In its 2021 interim report BHP said:
“Potash prices have increased sharply over the last 18 months, despite latent excess production capacity. Longer term, potash stands to benefit from the intersection of a number of global megatrends: rising population, changing diets and the need for the sustainable intensification of agriculture.
“The compelling demand picture, and the maturity of the existing asset base, offers an attractive entry opportunity for a world class operation later this decade.”
That was written before the Russian invasion eventuated but in a speech on March 1 to an investment conference, the head of Nutrien, the world’s Number 1 miner, saw positives from Putin’s aggression.
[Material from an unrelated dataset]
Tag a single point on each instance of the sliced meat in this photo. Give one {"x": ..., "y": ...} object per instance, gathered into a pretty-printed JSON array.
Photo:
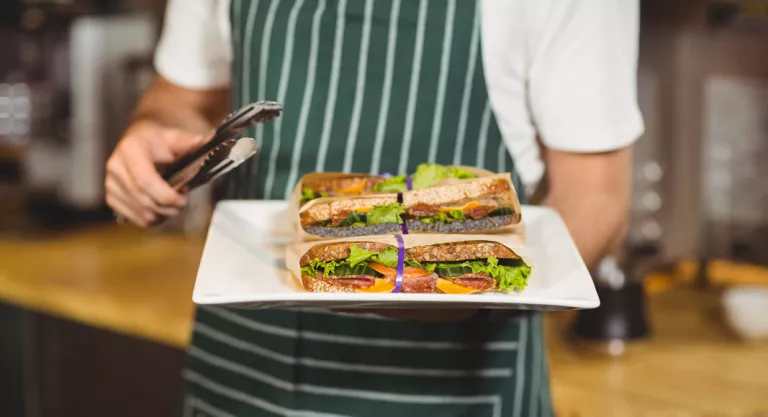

The company’s interim CEO, Ken Seitz, said Russia’s invasion of Ukraine could result in prolonged disruptions to the global supply of potash and nitrogen crop nutrients.
“We could probably see a prolonged, more prolonged disruption in (potash) supply out of that part of the world,” Seitz told a BMO Capital Markets investor conference.
“We’re looking very closely at, if this is sustained, how do we deploy miners and open up ground in a very practical, pragmatic way?” he added.
He said Nutrien expects to sell up to 14.3 million tonnes of potash this year, its most ever, and has said it is considering further expansion.
Brazilian agricultural exports are especially vulnerable to a scarcity of fertiliser, with Russia a key supplier.
Global spot prices for potash hit an all-time high of around $US814 a tonne this week, after a spike in rural crop prices and a demand recovery pushed then above $US650 a tonne in late 2021 as Russia’s threats accelerated.
The previous high of around $US800 a tonne was set in the 2008 pre-GFC boom and analysts say that the longer the war goes on the tighter the sanctions, the more world prices will rise as traders look for replacement tonnes
The invasion of Ukraine is also jeopardising Russia’s nitrogen fertiliser exports following sharp price increases of oil and natural gas, a key input in nitrogen production.
If disruptions to gas, oil and coal supplies from Russia continue (as they appear to) Europe could struggle to find enough energy for the northern autumn and winter (let alone for summer, if it is hot).
That could force energy-intensive industries such as metals smelters and fertiliser makers to slow or shut down output.
All this is too early for BHP but the emerging long-term trend of disruptions to supplies from Europe’s two biggest exporters will improve the outlook for Jansen.
The Ukrainian invasion and the deaths of a lot of civilians will change the nature of commercial relationships with Russia, Belarus and other former CIS states.
China could take potash from Russia and Belarus but would have to finance the trade itself and organise shipping and insurance and charge Russia an arm and a leg for the privilege.